Dissemination of ST274 Klebsiella pneumoniae epidemic clone in newborn and adult hospital settings harbouring SHV-2A or CTX-M-15 type extended spectrum β-lactamases-producing known plasmids.

Molecular epidemiology and genetic features of an extended-spectrum β-lactamase (ESBL) producing Klebsiella pneumoniae epidemic clone (KP-EC) with elevated ciprofloxacin MIC (minimum inhibitory concentration) values from multiple nosocomial outbreaks and sporadic cases between 2006 and 2008 in Hungary were investigated. As a result of continuous monitoring of ESBL-producing KP-ECs, 27 isolates collected from five healthcare facilities were selected for macrorestriction profile analysis by PFGE (pulsed field gel electrophoresis). Of these, 12 strains were isolated from adult inpatients, while 15 strains were from newborns. The MIC values for several antibiotics were determined by agar dilution technique. Molecular typing was further performed by PCR (polymerase chain reaction) and sequencing of several antibiotic resistance genes, plasmid profile analysis, transfer of resistance determinants and multilocus sequence typing (MLST). All isolates showed moderate resistance to ciprofloxacin (MICs ranged from 0.5 to 8 mg L(-1)). PFGE revealed the existence of only one genetic cluster defined as EC IV. PstI digestion of plasmid DNA revealed two highly diverse restriction patterns in "adult" and "newborn" isolates corresponding to plasmids from the Hungarian Epidemic Clone and plasmids isolated from a neonatal nosocomial outbreak in 1998, respectively.
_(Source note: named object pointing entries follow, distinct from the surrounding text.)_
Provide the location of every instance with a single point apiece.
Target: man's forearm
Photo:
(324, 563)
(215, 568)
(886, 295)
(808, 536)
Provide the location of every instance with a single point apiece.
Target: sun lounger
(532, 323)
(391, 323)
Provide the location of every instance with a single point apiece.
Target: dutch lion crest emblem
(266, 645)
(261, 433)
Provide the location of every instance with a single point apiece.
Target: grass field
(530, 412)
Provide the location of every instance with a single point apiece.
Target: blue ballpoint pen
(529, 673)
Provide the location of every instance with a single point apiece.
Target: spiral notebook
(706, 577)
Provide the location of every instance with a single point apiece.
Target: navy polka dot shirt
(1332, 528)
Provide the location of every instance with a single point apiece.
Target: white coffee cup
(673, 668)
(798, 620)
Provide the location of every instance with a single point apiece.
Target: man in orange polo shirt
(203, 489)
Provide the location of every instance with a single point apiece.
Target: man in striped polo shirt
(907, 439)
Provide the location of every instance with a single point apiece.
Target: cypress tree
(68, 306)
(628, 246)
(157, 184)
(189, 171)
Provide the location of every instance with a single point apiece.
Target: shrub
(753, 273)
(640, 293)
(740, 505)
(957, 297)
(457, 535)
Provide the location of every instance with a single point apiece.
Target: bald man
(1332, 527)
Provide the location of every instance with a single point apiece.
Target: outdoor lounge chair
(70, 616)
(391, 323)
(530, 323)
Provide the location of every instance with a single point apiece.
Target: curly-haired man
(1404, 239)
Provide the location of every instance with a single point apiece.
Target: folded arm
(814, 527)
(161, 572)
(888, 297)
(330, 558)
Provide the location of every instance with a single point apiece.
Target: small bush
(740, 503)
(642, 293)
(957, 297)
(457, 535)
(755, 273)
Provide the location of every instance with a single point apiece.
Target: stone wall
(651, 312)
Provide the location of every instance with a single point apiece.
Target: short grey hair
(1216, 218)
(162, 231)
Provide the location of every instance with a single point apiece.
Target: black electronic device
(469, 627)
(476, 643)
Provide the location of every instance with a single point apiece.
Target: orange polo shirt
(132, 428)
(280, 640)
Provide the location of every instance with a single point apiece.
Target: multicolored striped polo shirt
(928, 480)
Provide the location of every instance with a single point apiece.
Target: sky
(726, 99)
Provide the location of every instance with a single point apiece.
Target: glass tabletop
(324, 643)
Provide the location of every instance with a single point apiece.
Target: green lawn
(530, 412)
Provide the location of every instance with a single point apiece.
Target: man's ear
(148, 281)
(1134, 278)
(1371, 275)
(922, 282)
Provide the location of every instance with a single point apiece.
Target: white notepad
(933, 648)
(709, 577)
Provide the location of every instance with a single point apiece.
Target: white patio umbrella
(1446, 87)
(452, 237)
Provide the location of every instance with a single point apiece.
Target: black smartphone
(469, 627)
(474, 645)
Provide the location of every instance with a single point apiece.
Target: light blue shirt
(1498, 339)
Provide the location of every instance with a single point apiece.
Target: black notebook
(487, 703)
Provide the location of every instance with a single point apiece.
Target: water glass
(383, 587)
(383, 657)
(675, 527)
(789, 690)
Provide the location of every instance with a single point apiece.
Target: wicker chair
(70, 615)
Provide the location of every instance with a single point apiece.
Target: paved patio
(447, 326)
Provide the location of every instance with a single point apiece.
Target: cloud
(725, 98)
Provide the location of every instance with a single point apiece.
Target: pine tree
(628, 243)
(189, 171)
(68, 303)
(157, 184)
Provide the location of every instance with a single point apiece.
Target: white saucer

Sequence analysis of β-lactamase genes from plasmids of 14 selected isolates detected bla SHV-2a in strains isolated exclusively from newborns and bla CTX-M-15 in strains isolated exclusively from adult inpatients. MLST established that strains of the PFGE cluster belonged to a novel sequence type ST274. ESBL-producing K. pneumoniae isolates belonging to the novel sequence type ST274 appeared in the newborn and adult hospital settings in Hungary and acquired SHV-2a or CTX-M-15 type enzymes, respectively. Thus, a new antimicrobial resistance strategy for successful conformation to distinct hospital settings was found.